I watched a movie the other day called American Grindhouse [if you’re into film making you should see this]. I’d learned more about the genre than I could from the Quentin Tarantino movie of the same name. This stirred up some memories in my mind of the old Parkside Theater which was a top notch theater in it’s day, but took a turn towards the Grindhouse genre when it was sold and became the Fox-Parkside as we all knew it.

Grindhouse films were always low budget films that focused on many seedier ideas such as T&A, gratuitous gore, racial exploitation or all of the above. For me, after seeing American Grindhouse I had to see some of these films that I wasn’t old enough to see as a kid because most were made in the early 70’s and I wouldn’t turn 18 until 1980. WOW! Now I know why people were talking about Pam Grier films. She was always having clothes come off in her movies. I couple of little know grindhouse girls who showed up frequently were Anitra Ford who was the first female model on the Price is Right. The other was Victoria Vetri who was the 1968 Playboy Playmate of the Year and born in San Francisco [and that was also the first issue of Playboy I ever got to see!]

The titles of these films pretty much told you what to expect in the films, The Big Bird Cage, Caged Heat, Invasion of the Bee Girls. You knew that there would be lots of nakedness in these films. I knew it, even though I never got to see one of them until recently. So how does the Parkside fit into this? Well when I was in 2 & 3 grade they were a first run theater or close to first run. They had a thing during the summer where your parents would buy you tickets for Tuesday or Wednesday matinees so your parents could get rid of you for a few hours. I still remember buying Mike and Ike’s, Good and Plenties or Red Vines at the food counter which were larger than a box you would buy today [the Red Vines are about the same size] and it would cost you 16¢. The extra penny was to cover tax. I may be dating myself here, but you could go to a movie with $5 get in see the movie with popcorn and a drink and come out with change.

It was a respectable theater for the most part. Not one of the bigger theaters like you’d find downtown or in higher class neighborhoods, but it was a good working class theater. Then something changed…

In the 70’s it was sold off [1976 according to my my friend Woody at the Western Neighborhoods Project]. Things changed. The seats were pulled out of the downstairs and during the day it was a daycare center for kids. At night it ran grindhouse pictures or when they could get them older movies like Dr. Zhvago [always a big one they’d show]. Blacula, SuperFly, the aforementioned movies where all weekday evening movies. On Friday’s and Saturdays it was a different kind of grind house. I think smokehouse would have been more appropriate. Friday’s the fun started at 6pm and on Saturday’s it would start at noon. They would run every rock music film from the 60’s or 70’s they could find and seating was moved to the balcony. I remember a few nights when you could barely see the screen for the amount of pot smoke floating around. You would hear the clanking of beer bottles and people would be making deals trading beer for joints or vice versa.
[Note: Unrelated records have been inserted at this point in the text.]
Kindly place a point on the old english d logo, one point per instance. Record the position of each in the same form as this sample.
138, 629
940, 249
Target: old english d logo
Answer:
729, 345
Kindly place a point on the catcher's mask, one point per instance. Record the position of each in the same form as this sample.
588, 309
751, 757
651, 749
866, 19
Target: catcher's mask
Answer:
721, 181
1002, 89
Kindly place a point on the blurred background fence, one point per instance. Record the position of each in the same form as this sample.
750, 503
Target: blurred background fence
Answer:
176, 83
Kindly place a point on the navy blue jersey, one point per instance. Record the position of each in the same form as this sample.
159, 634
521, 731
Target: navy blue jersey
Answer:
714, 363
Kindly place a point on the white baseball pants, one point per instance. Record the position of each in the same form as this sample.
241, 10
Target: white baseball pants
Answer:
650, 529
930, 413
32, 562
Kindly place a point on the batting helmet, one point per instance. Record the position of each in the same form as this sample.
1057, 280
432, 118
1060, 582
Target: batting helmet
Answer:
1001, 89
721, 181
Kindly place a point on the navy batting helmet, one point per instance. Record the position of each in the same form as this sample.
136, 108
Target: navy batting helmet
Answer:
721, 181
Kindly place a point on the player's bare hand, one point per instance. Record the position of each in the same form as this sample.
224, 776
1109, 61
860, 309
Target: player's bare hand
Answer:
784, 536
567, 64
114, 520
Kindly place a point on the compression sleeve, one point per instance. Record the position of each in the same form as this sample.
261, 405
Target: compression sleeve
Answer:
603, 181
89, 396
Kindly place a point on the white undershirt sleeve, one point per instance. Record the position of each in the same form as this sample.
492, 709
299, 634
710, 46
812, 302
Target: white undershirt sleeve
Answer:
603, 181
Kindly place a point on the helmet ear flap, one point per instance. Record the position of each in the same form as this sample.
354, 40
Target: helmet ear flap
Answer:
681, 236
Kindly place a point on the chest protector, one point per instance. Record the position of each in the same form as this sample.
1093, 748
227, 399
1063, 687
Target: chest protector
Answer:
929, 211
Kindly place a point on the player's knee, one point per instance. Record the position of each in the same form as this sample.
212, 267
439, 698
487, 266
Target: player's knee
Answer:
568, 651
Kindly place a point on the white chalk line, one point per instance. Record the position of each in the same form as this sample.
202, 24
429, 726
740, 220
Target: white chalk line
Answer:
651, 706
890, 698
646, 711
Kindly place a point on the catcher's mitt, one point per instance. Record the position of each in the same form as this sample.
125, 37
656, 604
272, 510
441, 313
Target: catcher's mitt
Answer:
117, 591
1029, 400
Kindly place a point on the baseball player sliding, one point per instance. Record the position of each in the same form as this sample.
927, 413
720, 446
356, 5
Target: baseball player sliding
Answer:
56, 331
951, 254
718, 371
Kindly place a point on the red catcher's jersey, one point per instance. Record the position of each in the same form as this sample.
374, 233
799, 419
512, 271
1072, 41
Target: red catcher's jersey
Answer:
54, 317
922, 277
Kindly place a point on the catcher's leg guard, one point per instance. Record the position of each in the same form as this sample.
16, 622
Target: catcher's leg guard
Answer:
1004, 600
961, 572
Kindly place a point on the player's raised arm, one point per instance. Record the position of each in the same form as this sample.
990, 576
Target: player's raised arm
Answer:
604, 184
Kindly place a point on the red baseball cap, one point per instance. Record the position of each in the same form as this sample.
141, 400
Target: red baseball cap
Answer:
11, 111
The bathrooms upstairs were a good place for people to exchange drugs and liquor and puke. Back then they were pretty in line people that wouldn’t throw up on the way to bathroom, but knew their limit enough to get to the bathroom first. I think because of that time I have films like Jimi Play’s Berkeley, Woodstock, Tommy, Song Remains the Same as god knows how many other movies burned into my brain. I can’t always remember their names, but I know there were a couple with Pink Floyd, Santana, Janis Joplin [not at Woodstock]. It was like I was living through the 60’s again only I was old enough to understand it now.

Note that all the movie links above are only to the Wikipedia references, but if you have NetFlix you can stream them and see how open the movie industry used to be. The only scary part about watching these films today is I remember how hot some of these women were back then only to discover that most of them are turning 70 or older this year. Yes, your Grandma had sex.